Tittums' mother has come in and Tim has got his nose scratched, for which I am remarkably glad. I have put them all three out in the passage, where they are fighting at the present moment. I'm in a mess with the ink and in a thundering bad temper; and if anything more in the cat or dog line comes fooling about me this morning, it had better bring its own funeral contractor with it.
Yet, in general, I like cats and dogs very much indeed. What jolly chaps they are! They are much superior to human beings as companions. They do not quarrel or argue with you. They never talk about themselves but listen to you while you talk about yourself, and keep up an appearance of being interested in the conversation. They never make stupid remarks. They never observe to Miss Brown across a dinner-table that they always understood she was very sweet on Mr. Jones (who has just married Miss Robinson). They never mistake your wife's cousin for her husband and fancy that you are the father-in-law. And they never ask a young author with fourteen tragedies, sixteen comedies, seven farces, and a couple of burlesques in his desk why he doesn't write a play.

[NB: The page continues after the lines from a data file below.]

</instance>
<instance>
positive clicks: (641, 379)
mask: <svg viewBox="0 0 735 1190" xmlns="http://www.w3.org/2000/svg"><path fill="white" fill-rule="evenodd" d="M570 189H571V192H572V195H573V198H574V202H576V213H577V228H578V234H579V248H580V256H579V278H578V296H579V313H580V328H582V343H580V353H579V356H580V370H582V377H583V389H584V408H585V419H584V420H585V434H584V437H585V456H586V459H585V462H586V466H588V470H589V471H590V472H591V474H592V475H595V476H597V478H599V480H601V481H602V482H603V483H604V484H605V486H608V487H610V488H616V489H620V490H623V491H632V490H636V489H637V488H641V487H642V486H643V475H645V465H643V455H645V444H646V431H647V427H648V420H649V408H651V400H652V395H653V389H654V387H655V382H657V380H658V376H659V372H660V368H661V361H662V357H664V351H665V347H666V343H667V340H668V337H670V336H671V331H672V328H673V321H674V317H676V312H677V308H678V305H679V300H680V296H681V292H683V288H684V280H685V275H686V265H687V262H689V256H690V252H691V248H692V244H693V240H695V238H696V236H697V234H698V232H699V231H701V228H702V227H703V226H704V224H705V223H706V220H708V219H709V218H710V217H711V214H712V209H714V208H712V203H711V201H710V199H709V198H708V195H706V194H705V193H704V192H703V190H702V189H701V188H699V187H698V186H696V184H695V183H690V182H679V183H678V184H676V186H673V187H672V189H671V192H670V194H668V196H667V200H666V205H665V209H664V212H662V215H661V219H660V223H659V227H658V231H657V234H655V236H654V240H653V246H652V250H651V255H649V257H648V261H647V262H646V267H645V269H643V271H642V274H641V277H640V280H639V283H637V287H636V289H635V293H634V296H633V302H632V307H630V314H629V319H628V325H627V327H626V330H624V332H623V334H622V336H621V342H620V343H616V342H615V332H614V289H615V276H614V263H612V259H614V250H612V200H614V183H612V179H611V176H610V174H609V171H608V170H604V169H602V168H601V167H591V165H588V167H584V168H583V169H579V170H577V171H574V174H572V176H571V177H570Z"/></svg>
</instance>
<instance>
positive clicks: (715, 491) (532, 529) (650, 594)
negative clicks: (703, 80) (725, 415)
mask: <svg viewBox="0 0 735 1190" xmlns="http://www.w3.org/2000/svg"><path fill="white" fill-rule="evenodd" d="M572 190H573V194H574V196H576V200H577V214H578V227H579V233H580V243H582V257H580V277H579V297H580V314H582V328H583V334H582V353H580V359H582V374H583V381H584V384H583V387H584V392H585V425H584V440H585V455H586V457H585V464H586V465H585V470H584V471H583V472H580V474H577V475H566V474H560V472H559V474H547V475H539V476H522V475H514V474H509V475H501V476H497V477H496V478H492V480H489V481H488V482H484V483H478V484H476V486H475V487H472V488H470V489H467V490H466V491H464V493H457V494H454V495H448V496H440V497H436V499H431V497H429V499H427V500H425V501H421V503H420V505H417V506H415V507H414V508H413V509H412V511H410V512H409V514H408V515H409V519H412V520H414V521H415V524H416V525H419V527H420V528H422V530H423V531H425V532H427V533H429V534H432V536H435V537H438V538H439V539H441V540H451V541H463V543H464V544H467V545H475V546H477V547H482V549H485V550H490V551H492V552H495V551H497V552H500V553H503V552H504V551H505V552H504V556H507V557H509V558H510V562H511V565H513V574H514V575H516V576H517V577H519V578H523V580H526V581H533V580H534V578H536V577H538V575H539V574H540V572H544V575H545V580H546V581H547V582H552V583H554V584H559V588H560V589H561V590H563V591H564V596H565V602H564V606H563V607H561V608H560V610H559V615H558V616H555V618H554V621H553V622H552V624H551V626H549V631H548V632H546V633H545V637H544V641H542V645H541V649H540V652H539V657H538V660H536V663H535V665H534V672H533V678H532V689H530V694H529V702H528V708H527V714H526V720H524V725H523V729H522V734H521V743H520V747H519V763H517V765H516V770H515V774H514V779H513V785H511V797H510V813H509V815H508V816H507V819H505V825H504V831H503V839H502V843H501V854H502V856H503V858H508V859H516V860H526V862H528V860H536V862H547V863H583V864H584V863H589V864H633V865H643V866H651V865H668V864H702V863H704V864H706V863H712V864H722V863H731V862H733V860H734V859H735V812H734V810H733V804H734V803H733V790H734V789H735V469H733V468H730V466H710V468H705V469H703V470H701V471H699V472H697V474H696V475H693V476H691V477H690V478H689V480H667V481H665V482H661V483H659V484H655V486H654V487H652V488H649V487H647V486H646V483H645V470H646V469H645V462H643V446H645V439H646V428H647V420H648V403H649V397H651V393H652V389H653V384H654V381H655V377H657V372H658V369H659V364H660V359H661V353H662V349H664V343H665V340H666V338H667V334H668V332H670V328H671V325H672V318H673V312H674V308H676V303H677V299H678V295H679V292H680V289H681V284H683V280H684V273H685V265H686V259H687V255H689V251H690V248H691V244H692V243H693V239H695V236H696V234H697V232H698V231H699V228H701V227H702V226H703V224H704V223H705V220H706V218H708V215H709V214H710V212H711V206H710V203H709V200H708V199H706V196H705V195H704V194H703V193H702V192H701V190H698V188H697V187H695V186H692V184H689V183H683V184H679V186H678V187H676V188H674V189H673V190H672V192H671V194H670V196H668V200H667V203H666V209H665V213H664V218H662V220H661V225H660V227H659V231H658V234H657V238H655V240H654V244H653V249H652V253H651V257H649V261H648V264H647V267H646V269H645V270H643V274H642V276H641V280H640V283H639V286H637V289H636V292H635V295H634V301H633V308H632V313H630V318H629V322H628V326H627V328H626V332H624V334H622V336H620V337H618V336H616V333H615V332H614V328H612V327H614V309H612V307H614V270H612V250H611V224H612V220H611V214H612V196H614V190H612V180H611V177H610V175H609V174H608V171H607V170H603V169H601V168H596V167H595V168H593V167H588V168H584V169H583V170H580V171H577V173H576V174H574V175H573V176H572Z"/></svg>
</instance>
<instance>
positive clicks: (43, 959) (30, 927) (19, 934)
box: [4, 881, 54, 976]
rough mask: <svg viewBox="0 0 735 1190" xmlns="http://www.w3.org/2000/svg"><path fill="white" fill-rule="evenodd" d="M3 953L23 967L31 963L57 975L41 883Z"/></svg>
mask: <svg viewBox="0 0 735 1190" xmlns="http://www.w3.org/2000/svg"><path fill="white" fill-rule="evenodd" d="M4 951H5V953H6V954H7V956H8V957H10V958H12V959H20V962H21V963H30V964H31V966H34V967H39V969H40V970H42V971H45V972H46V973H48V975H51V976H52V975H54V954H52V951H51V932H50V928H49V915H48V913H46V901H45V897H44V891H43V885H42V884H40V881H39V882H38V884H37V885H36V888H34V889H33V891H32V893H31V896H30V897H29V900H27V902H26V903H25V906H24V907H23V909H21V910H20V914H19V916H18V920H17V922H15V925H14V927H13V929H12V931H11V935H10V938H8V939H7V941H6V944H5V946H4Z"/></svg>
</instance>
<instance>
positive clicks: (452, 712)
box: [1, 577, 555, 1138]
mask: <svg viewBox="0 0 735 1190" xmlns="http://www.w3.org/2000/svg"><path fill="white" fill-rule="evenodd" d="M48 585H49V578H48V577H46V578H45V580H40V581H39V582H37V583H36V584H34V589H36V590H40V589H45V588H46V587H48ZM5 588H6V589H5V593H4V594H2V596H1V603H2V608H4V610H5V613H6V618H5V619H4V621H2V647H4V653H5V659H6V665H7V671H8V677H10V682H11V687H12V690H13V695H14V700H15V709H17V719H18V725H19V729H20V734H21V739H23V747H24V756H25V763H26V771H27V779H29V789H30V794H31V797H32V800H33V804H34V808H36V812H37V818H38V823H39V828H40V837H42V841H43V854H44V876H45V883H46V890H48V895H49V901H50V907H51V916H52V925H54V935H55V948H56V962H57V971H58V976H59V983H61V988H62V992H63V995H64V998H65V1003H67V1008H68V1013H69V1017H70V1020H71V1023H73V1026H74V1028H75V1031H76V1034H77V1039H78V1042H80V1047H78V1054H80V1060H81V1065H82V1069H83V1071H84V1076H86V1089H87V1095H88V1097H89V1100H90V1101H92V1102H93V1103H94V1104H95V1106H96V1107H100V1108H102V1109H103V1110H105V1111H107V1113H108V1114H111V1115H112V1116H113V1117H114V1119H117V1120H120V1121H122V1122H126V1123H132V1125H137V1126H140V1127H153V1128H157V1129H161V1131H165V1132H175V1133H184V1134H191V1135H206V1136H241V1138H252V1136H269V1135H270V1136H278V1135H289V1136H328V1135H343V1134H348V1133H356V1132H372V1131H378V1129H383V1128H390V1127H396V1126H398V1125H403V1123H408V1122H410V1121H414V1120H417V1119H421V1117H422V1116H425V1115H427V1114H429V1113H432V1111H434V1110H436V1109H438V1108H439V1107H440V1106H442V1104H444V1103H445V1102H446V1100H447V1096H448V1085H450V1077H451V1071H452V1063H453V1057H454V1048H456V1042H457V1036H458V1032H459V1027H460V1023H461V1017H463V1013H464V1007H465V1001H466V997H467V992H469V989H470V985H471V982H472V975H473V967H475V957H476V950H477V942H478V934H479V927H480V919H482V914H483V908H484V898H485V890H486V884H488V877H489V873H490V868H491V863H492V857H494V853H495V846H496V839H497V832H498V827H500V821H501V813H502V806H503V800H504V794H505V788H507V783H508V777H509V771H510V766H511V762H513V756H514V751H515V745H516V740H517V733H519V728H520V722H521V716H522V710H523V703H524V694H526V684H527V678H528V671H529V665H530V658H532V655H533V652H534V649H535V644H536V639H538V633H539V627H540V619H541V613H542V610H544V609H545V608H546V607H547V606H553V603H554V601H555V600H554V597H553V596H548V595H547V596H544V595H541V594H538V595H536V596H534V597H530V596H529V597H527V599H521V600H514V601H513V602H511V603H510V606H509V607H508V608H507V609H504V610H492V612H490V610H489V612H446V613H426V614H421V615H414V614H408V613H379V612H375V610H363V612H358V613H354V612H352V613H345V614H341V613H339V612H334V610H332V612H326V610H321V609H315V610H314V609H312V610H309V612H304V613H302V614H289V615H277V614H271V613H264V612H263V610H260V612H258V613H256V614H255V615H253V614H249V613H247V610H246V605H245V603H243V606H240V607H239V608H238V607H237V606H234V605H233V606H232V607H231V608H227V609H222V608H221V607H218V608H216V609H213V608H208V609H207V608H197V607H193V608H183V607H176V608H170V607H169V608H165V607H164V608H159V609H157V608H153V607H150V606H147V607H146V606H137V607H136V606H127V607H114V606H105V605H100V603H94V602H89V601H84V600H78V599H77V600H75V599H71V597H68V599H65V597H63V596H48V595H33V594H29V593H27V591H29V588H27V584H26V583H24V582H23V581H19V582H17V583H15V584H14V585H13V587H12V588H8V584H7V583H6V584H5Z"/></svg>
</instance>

They never say unkind things. They never tell us of our faults, "merely for our own good." They do not at inconvenient moments mildly remind us of our past follies and mistakes. They do not say, "Oh, yes, a lot of use you are if you are ever really wanted"—sarcastic like. They never inform us, like our inamoratas sometimes do, that we are not nearly so nice as we used to be. We are always the same to them.
They are always glad to see us. They are with us in all our humors. They are merry when we are glad, sober when we feel solemn, and sad when we are sorrowful.